This indicator provides information on the extent to which policies and programmes are coordinated across sectors to support the sustainable management of forests. Non-forest sector land use and development decisions may have a significant impact on forests and their use. Cross-sector coordination of forest and non-forest related policies and programmes can promote improved forest management by helping to minimise adverse impacts and by strengthening the ability of countries to respond to national and global issues.
Government policy approach to primary sector management is cross-sector or landscape-based, with a focus on balancing environmental and economic outcomes. Government seeks to manage adverse effects on the environment while ensuring resource use is sustainable. This cross-sector and effects- based approach to resource management means a forestry policy is not considered appropriate by the Government. Investment decisions are largely market driven. These frameworks can result in some land use change among primary sectors, including conversion of plantation forest to pastoral farming where farming is more profitable.
The sustainable management of natural resources, and the sectors they support, is addressed during the development and review of regional policy statements and regional and district plans under the Resource Management Act 1991 (RMA). The RMA has a strong focus on the “integrated management” of the natural and physical resources of a region or district.
The procedures for preparing policy statements and plans incorporate formal (as set out in the legislation) and informal consultation processes. Public submissions must be called for during the drafting of policy statements and plans. Consultation with affected parties may also be required before resource consents for specific activities are granted or declined. Any submitter who is not satisfied with a council’s decision may appeal to the Environment Court, and then to the High Court (on points of law).
The RMA requires the Minister for the Environment to monitor the effect and implementation of the legislation. The Act also requires every regional and district council to monitor the state of the whole or any part of the environment of its region or district.

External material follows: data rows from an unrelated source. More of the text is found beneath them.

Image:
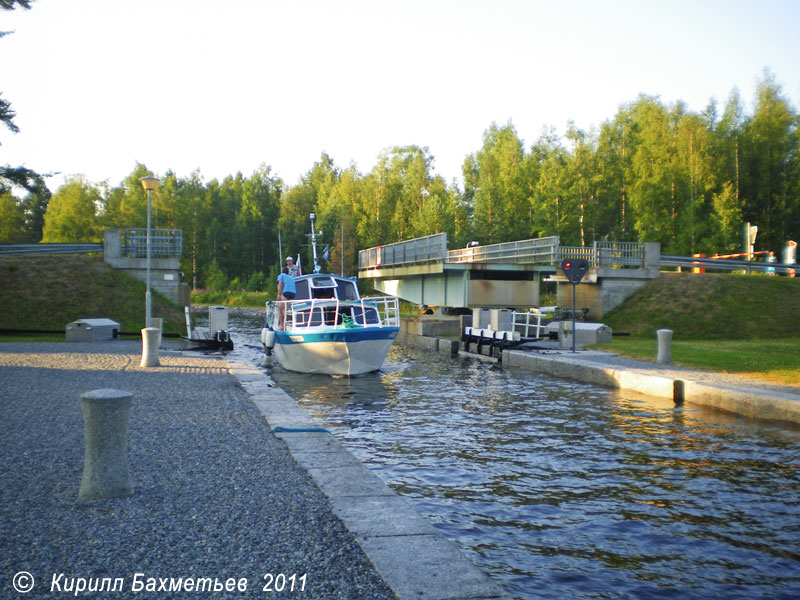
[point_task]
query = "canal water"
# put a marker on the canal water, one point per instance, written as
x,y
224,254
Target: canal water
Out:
x,y
559,489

It does so to the extent that is appropriate to enable the local authority to carry out its functions effectively under the Act. Regional and district councils are also required to respond to complaints and, where necessary, take enforcement action. Such action may include infringement and abatement notices, enforcement orders and prosecutions (see Indicator 7.3.b).
The clearance of forest and development of pastoral agriculture by early settlers has resulted in significant areas of land with moderate to severe, actual or potential, soil erosion. Reforestation and other soil erosion mitigation measures are needed. The current cost of purchasing much of this land does not reflect its sustainable use (for example, few regulatory land use controls exist on soil erosion) and is an impediment to the establishment of new plantation forests or regeneration to indigenous forests. Policies to address wider environmental impacts (e.g. nutrient limits) or allocate environmental goods (e.g. water) can also impact land use-options, though the affect this has on forests is ambiguous.
The New Zealand Emissions Trading Scheme (ETS) is the primary mechanism for the country to reduce greenhouse gas emissions and meet international commitments. It puts a price on emissions from most sectors of the economy and a value on carbon sequestration and storage to change behaviours through a market mechanism. For the past three years (2012–2014), the value of New Zealand Units (carbon credits) traded under the ETS has reflected the low international price and has provided little incentive for tree planting. (See also indicators 6.1.c and 6.2.a.)
The establishment of substantial areas of plantation forests during the 1990s that are maturing, sequestering and storing carbon has enabled New Zealand to offset its greenhouse gas emissions from other sectors of the economy, for example, agriculture and transport.
New Zealand’s strategy for implementing the Convention on Biological Diversity is outlined in the New Zealand Biodiversity Strategy. The Department of Conservation co-ordinates implementation of this strategy. The international reporting period 2009– 2013 is covered in New Zealand’s Fifth National Report to the United Nations Convention on Biological Diversity, which provides information on the nature and extent of implementation and progress towards the 2020 Aichi Biodiversity Targets.
Sustainable resource management in New Zealand seeks to balance the adverse effects on the environment, while ensuring the sustainable use of resources. The Resource Management Act 1991 focuses on the integrated management of natural and physical resources.
The legislative and economic frameworks mean that investment decisions are largely market driven.
From 2008, the New Zealand Emissions Trading Scheme has been operative across most sectors of the economy to address greenhouse gas emissions and removals.